Peut être certains me rétorqueront qu’il n’y a là qu’un réflexe de Pavlov, entretenu par le fait que je passe là bas de longs étés…

Peut être…

Quoi qu’il en soit, cette année, l’excursion n’était pas prévue. Un hiver blanc dès le mois de novembre nous poussait davantage vers les sommets enneigés, en bons lyonnais que nous sommes, que vers les falaises bretonnes, même couvertes de gel et de neige. J’en avais même fait mon deuil, me consolant du souvenir que j’avais profité tout mon saoul de l’eau glacée et salée de cette manche là durant l’été. Mais c’était sans compter un soudain abandon de l’air montagnard au profit d’un plus économe et moins éloigné réveillon lyonnais pointant son nez à l’improviste qui n’avait à mes yeux que trop peu d’attraits. A tout le moins pas assez pour rivaliser avec l’envie de retrouver les plus fidèles, venus d’un peu partout célébrer la nouvelle année sous la lumière d’un soleil d’ hiver rendant la mer encore plus  changeante et gracile,  si touchante, ainsi délaissée des cohortes humaines de l’été.

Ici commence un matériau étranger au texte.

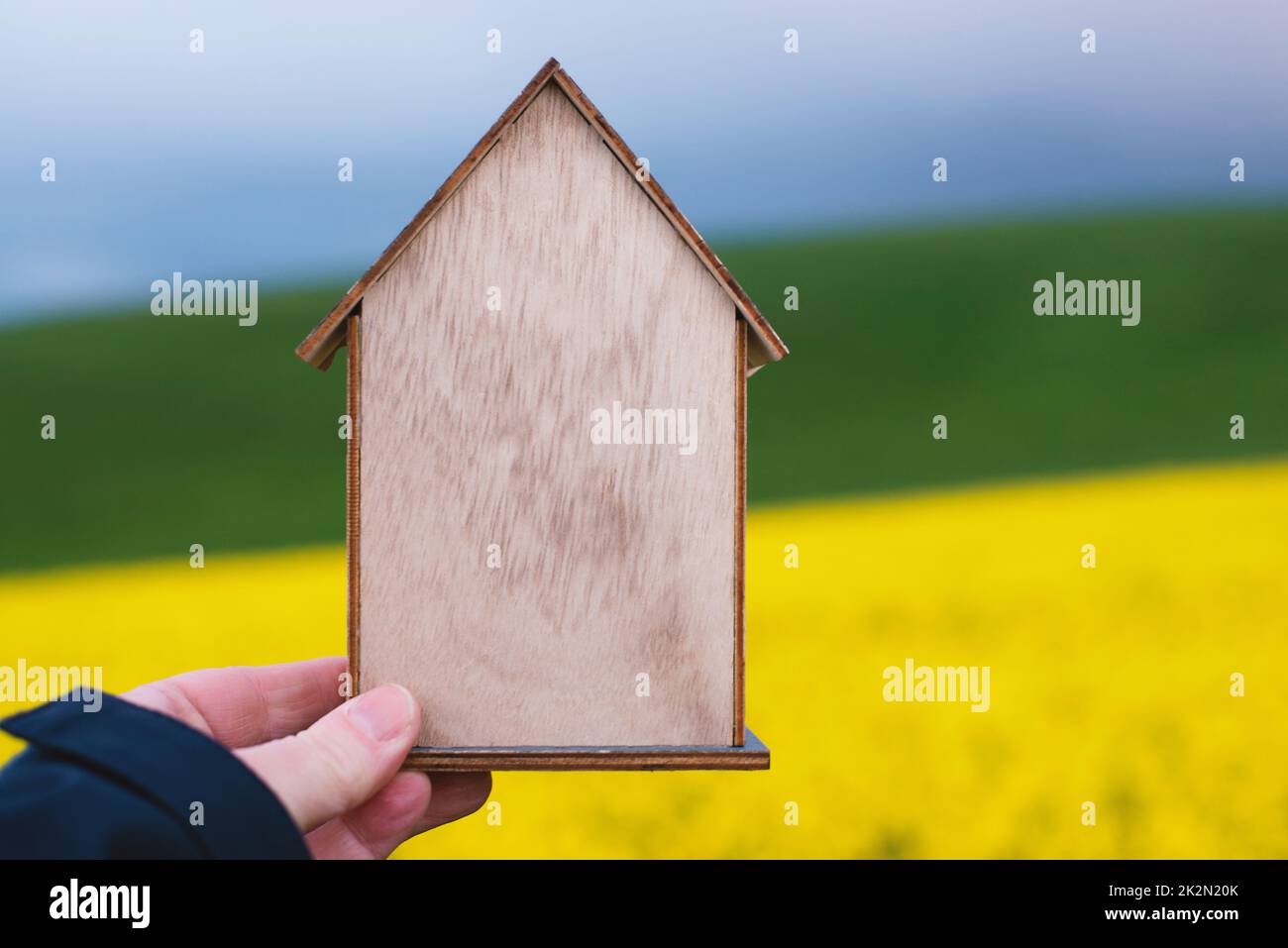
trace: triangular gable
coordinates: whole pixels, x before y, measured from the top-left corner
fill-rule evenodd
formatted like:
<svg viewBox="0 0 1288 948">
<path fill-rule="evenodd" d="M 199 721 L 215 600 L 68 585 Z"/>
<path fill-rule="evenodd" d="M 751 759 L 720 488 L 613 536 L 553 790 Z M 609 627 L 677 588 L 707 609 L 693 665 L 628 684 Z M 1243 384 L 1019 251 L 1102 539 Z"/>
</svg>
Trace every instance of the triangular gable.
<svg viewBox="0 0 1288 948">
<path fill-rule="evenodd" d="M 326 368 L 331 365 L 331 359 L 335 356 L 336 349 L 344 343 L 345 336 L 345 319 L 358 312 L 362 304 L 362 296 L 366 291 L 375 283 L 380 277 L 383 277 L 394 261 L 402 255 L 402 252 L 411 245 L 416 236 L 425 228 L 425 225 L 433 219 L 438 210 L 447 202 L 447 200 L 456 193 L 457 188 L 465 182 L 470 173 L 478 167 L 478 165 L 487 157 L 492 147 L 501 139 L 505 131 L 514 124 L 514 121 L 523 113 L 523 111 L 536 99 L 537 94 L 545 89 L 546 84 L 554 82 L 558 88 L 568 97 L 568 99 L 576 106 L 577 111 L 581 112 L 582 117 L 590 122 L 591 128 L 599 133 L 599 137 L 604 140 L 604 144 L 609 147 L 617 160 L 622 162 L 631 178 L 635 178 L 636 170 L 636 157 L 635 152 L 630 149 L 626 142 L 613 130 L 613 126 L 608 124 L 603 113 L 595 108 L 594 103 L 586 98 L 586 94 L 581 88 L 572 81 L 572 77 L 564 72 L 559 66 L 556 59 L 550 59 L 532 81 L 524 86 L 523 91 L 519 93 L 518 98 L 510 103 L 510 107 L 501 113 L 501 117 L 496 120 L 487 134 L 479 139 L 479 143 L 474 146 L 465 160 L 456 167 L 455 171 L 443 182 L 442 187 L 429 202 L 420 209 L 411 223 L 402 229 L 402 232 L 394 238 L 385 252 L 371 264 L 371 268 L 363 273 L 358 281 L 349 287 L 349 291 L 344 298 L 335 305 L 335 308 L 326 316 L 326 318 L 319 322 L 304 341 L 301 341 L 296 348 L 296 354 L 312 366 L 318 368 Z M 638 178 L 635 178 L 639 182 Z M 648 175 L 648 179 L 639 182 L 640 187 L 649 196 L 653 204 L 659 211 L 671 222 L 676 232 L 684 240 L 689 247 L 698 255 L 698 259 L 707 268 L 716 282 L 720 283 L 725 294 L 729 295 L 738 313 L 747 321 L 751 327 L 748 334 L 747 345 L 747 374 L 751 375 L 756 368 L 765 365 L 766 362 L 777 362 L 783 356 L 787 354 L 787 346 L 774 332 L 774 328 L 769 322 L 760 314 L 756 304 L 751 301 L 746 291 L 738 285 L 738 281 L 733 278 L 729 269 L 720 261 L 720 258 L 715 255 L 707 242 L 702 240 L 701 234 L 693 228 L 693 224 L 680 213 L 680 209 L 675 206 L 675 202 L 667 197 L 667 193 L 657 183 L 653 175 Z"/>
</svg>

Alors, lorsque d’abord 2, puis 5 amis lyonnais ont émis le souhait de prendre la route vers ce grand Ouest, il n’a pas fallu tellement plus de 5 minutes pour que la furieuse envie balaye tout sur son passage, notamment la culpabilité d’abandonner une partie de la fidèle team réveillonesque qui, il y a deux ans, foulait avec moi les pistes bretonnes (bien plus tendance que leurs cousines montagnardes, et tout aussi risquées, car l’on y monte généralement que lorsque le taux d’alcoolémie avoisine la moyenne bretonne, laquelle, comme tout le monde sait, n’est pas tout à fait la moyenne nationale). Perdant dans la bataille un comparse de taille, ma P’tite Caille, avec lequel j’avais toujours organisé les réveillons bretons ces dernières années, ce n’est  pas sans un certain pincement au cœur que j’ai embarqué avec ma petite troupe pour 6 jours là bas…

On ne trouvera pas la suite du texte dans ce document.